Mit 14 Jahren fängt Oettermann an, eigene Lieder zu komponieren. Nach der Schule studiert er an der Universität in Tübingen vergleichende Religionswissenschaften und Philosophie, später Jazzgesang und Komposition im niederländischen Hilversum und schließlich in Trossingen klassischen Gesang. Während des Studiums lernt er seine Frau Joanna kennen. Er sagt über ihr Heimatland: "Das ist für mich wie ein anderer Planet." Sie sagt über Deutschland: "Hier habe ich das Leben gelernt – und ich lerne immer noch." Auch Choi bewegt sich zwischen den verschiedenen Disziplinen der Kunst.

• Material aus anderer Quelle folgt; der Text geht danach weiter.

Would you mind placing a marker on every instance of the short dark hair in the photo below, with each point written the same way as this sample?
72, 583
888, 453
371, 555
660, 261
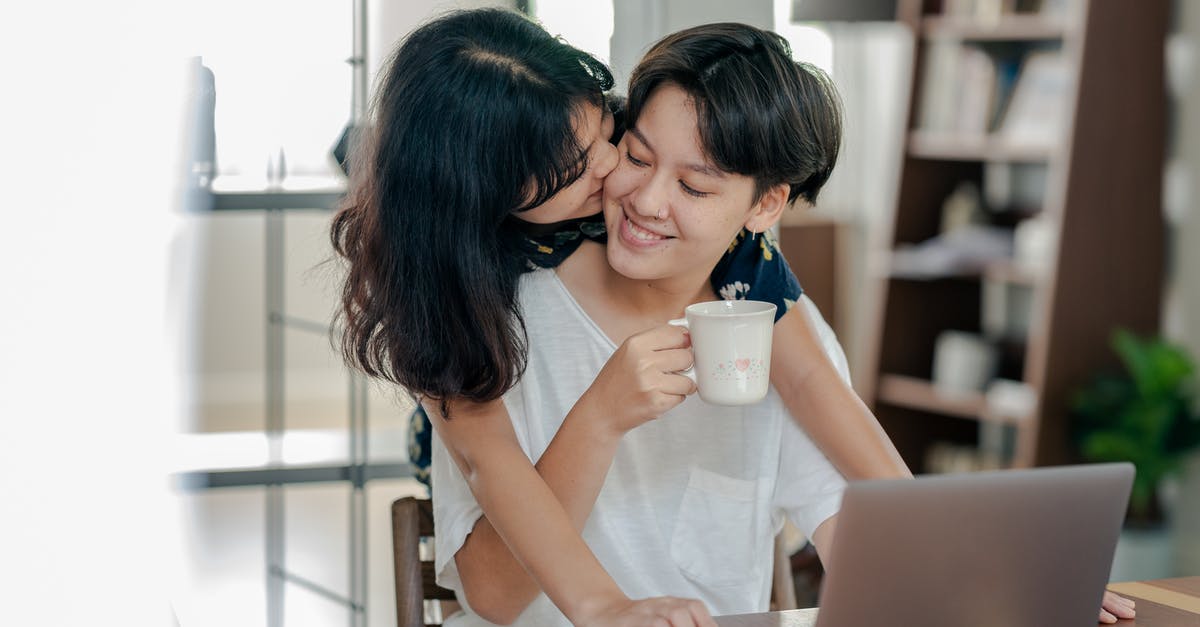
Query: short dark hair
761, 114
473, 120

Auf den großen und kleinen Bühnen
Am Hamburger Thalia-Theater steht Oettermann Mitte der 1990er-Jahre erstmals auf der Bühne. Dort hat er von 1997 bis 1999 sein erstes Engagement, spielt bis zu acht Rollen teilweise gleichzeitig. Seine mehrfachen Auftritte in der Londoner Royal-Albert-Hall bleiben in Erinnerung. "Die Briten nehmen klassische Musik nicht so ernst – da wird auch schon mal geschunkelt", erzählt Oettermann lächelnd. Tourneen und Auftritte mit Größen wie den Berliner Philharmonikern, Gastspiele an Opern- und Theaterhäusern weltweit stehen in seiner Vita. Sein letztes festes Engagement hat Oettermann am Staatstheater Meiningen, das er ab 2006 beendet. "Wenn man mit der Kunst überleben will, muss man immer dranbleiben", gibt er seine Erfahrungen wieder. Dazu gehört auch seine Erkenntnis: "Die Bühne hat schöne, aber eben auch hässliche Seiten", dabei betont Oettermann, dass er nie blauäugig gewesen ist. Für ihn ist die Bühnen-Karriere nie das Wichtigste gewesen. Zumal man auch "bestimmte Sachen machen müsste", zu denen er nicht bereit gewesen ist. Oettermann genießt die freiberufliche Kunst, für ihn hat "künstlerische Freiheit hat etwas Großes". Gemeinsam mit seiner Frau werden Themen wie Sport, Theater, Mode oder Design miteinander kombiniert, damit Neues entsteht.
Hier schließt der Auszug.